Supplementary Figure 5 Mutation probability fitting and model validation test. (a) Logistic regression allows for the calculation of the probability of mutation conditioned on replication timing, base-pair composition, transcript type and patient ID. Box plots of predicted probabilities across all patients are shown for the various combinations of transcript region, base-pair type and replication timing bin. (b) The fraction of sites identified in the validation set that can be found in the experimental set and vice versa are plotted, showing the robustness of the method even with a small number of patient samples. (c) A box plot depicting the difference in log 10 RNA-seq expression data for PLCXD1 in samples either with or without a mutation at chr. X: 197,480. P value was determined by the bootstrap method, as the data were not normally distributed.

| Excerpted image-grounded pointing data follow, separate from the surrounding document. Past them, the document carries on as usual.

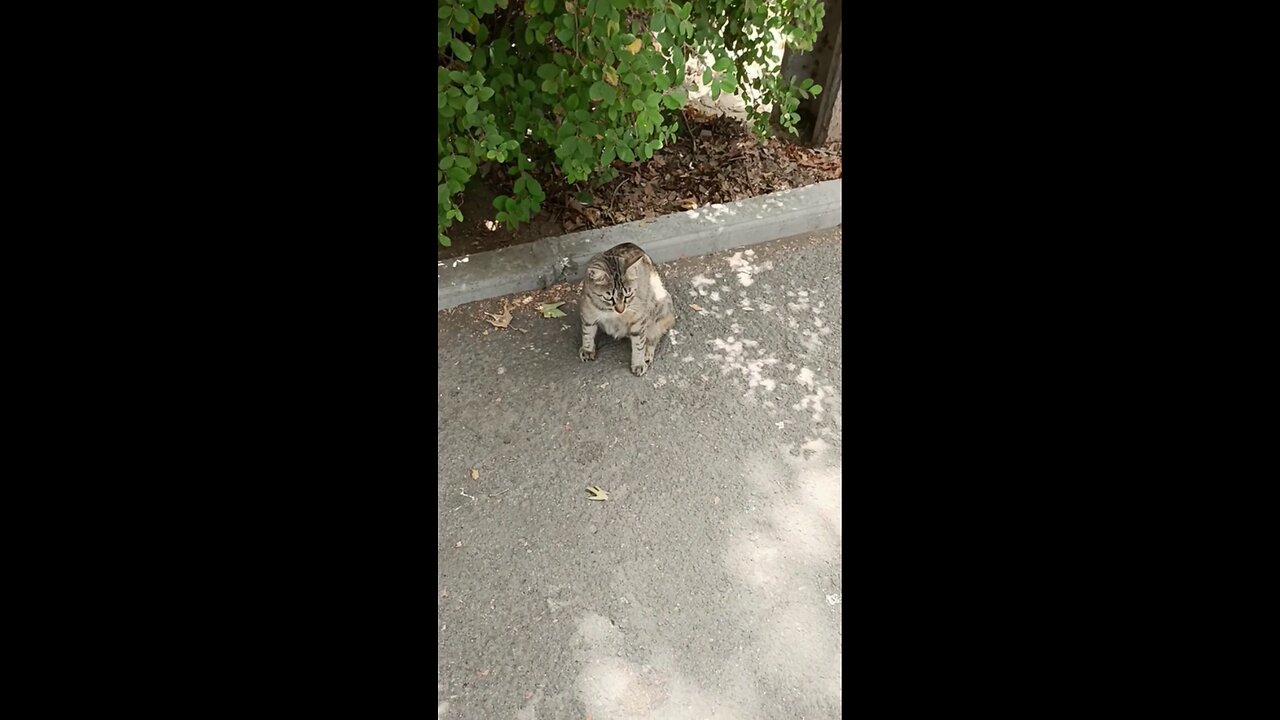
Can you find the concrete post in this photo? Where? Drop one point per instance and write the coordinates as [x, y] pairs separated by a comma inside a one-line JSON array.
[[821, 117]]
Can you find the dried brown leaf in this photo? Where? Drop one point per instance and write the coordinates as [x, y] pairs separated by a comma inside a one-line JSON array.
[[501, 320]]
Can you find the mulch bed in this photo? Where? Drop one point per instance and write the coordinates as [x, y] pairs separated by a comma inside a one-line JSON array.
[[713, 159]]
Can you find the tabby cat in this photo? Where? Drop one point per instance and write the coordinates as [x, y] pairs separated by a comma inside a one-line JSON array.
[[624, 295]]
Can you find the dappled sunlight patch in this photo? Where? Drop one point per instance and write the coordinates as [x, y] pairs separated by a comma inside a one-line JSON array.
[[612, 686]]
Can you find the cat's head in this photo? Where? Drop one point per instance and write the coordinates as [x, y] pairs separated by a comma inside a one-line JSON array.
[[613, 287]]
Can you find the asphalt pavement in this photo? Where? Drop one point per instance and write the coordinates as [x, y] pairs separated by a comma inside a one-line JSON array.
[[708, 584]]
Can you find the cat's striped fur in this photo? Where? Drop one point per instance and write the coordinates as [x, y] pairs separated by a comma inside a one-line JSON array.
[[624, 296]]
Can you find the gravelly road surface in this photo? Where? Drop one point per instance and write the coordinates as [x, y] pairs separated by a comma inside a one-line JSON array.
[[708, 586]]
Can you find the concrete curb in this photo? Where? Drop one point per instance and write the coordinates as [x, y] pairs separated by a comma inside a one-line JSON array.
[[536, 265]]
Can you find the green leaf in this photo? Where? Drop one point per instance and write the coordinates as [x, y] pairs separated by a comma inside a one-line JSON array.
[[602, 91], [551, 310]]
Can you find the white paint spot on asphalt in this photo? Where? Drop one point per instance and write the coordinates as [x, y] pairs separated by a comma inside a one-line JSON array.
[[805, 378], [744, 268]]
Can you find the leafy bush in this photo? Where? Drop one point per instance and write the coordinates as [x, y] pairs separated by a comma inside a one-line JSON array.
[[585, 85]]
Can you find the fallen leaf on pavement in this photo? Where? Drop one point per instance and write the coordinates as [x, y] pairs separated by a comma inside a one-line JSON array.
[[501, 320], [551, 310]]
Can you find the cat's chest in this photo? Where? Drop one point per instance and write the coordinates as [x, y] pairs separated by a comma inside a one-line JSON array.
[[620, 324]]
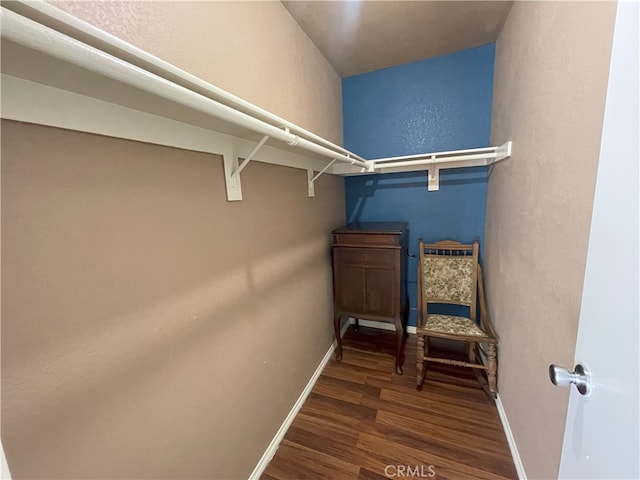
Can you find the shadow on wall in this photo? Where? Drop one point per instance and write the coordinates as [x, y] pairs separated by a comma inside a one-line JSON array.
[[152, 345], [456, 211]]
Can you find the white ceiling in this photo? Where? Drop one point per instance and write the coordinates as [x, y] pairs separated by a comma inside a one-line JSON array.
[[360, 36]]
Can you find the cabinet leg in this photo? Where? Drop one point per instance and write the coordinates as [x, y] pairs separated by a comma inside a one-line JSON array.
[[420, 362], [400, 331], [336, 326]]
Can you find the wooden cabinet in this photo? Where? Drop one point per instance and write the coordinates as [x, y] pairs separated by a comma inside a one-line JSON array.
[[370, 277]]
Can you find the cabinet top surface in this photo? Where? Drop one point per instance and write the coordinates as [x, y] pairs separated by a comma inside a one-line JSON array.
[[373, 227]]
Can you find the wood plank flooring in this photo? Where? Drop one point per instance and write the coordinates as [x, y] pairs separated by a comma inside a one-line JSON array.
[[361, 421]]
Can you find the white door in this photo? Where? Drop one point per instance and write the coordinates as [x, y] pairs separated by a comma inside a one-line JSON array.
[[602, 429]]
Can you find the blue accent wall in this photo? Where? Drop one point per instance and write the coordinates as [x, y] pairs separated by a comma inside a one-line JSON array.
[[432, 105]]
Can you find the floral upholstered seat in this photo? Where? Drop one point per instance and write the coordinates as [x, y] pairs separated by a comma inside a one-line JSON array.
[[453, 325], [449, 273]]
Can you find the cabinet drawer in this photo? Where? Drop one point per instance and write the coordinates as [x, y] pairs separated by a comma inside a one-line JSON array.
[[364, 239], [366, 257]]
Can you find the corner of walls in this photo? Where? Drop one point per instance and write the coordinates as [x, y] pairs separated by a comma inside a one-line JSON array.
[[252, 49], [437, 104], [551, 70], [160, 305]]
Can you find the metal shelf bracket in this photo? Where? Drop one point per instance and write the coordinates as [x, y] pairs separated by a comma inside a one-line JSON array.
[[232, 171], [312, 179]]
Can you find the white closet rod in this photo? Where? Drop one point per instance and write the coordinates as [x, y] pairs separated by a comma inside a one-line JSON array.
[[44, 11], [33, 35]]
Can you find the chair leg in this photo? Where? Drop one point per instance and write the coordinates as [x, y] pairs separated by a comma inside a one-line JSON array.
[[492, 367], [420, 361], [472, 352], [336, 326]]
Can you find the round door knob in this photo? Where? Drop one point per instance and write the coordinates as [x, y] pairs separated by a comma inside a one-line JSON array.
[[562, 377]]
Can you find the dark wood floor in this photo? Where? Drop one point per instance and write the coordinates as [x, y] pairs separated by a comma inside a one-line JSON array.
[[361, 421]]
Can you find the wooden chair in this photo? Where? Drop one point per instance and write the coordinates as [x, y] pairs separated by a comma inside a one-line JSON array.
[[449, 273]]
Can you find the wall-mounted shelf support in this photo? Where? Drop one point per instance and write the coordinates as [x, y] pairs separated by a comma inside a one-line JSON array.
[[433, 182], [232, 171], [312, 179], [175, 108], [432, 162], [250, 156]]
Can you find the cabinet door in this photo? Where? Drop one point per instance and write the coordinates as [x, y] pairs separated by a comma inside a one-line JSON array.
[[380, 292], [349, 287]]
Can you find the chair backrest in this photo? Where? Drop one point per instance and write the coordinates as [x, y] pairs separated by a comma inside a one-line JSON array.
[[449, 273]]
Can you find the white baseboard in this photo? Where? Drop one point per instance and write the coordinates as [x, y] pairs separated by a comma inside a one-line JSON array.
[[380, 325], [275, 443], [510, 440]]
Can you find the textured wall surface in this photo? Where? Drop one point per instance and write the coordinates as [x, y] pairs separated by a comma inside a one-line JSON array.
[[150, 329], [254, 50], [552, 63], [432, 105]]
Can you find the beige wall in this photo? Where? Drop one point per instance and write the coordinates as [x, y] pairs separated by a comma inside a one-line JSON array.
[[252, 49], [552, 62], [150, 329]]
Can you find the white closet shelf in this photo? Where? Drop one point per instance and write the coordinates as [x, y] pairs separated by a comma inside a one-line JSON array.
[[58, 70]]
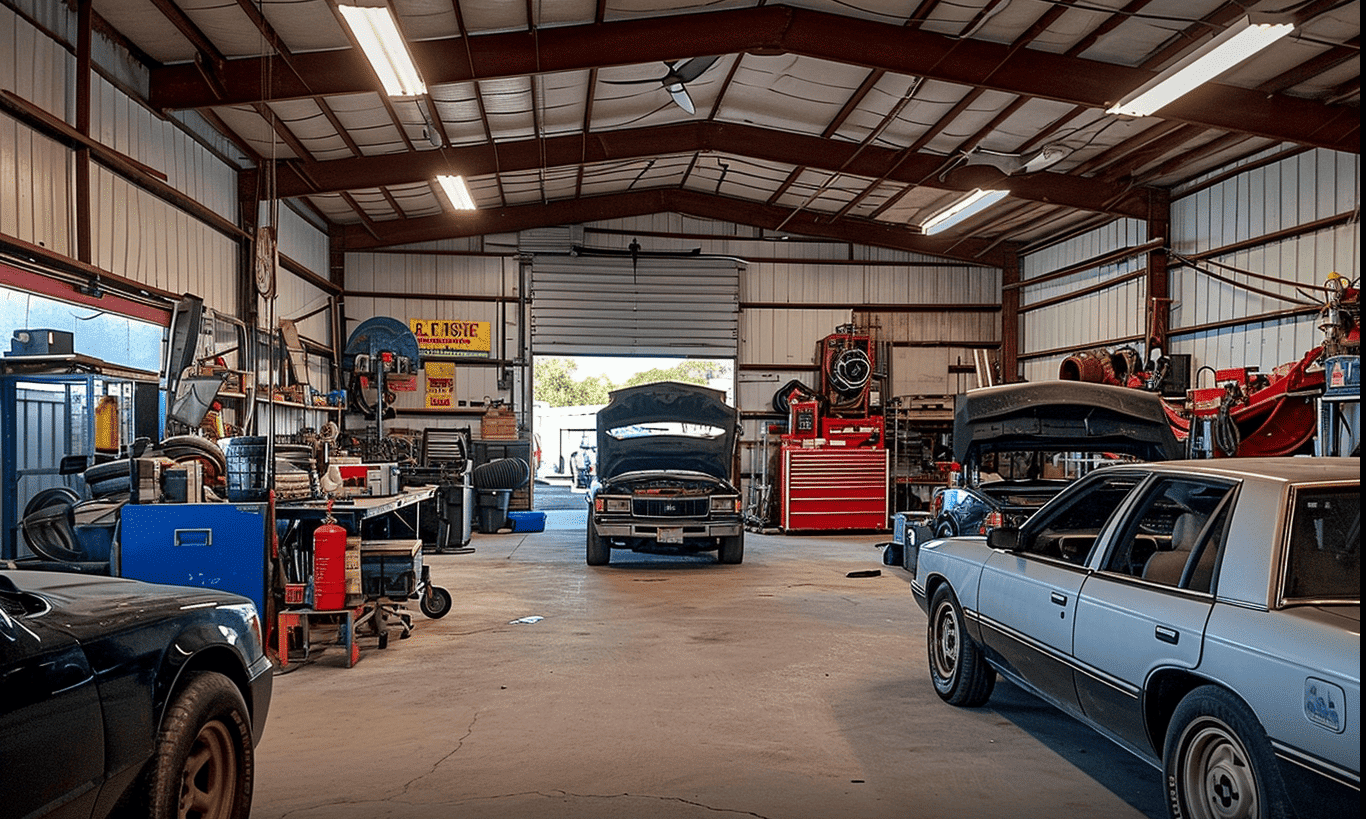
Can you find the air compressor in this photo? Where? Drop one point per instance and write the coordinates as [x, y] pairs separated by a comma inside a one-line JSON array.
[[328, 565]]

Supplementary Figure 6 Screening for functional mutated regulatory elements. Wild-type and mutant versions of four control regions and ten repeatedly mutated regulatory regions, including one of the TERT promoter mutations, were assayed for their ability to enhance the transcriptional activity of a minimal promoter using a luciferase assay. Constructs were assayed in NCI-H1437 lung adenocarcinoma cells.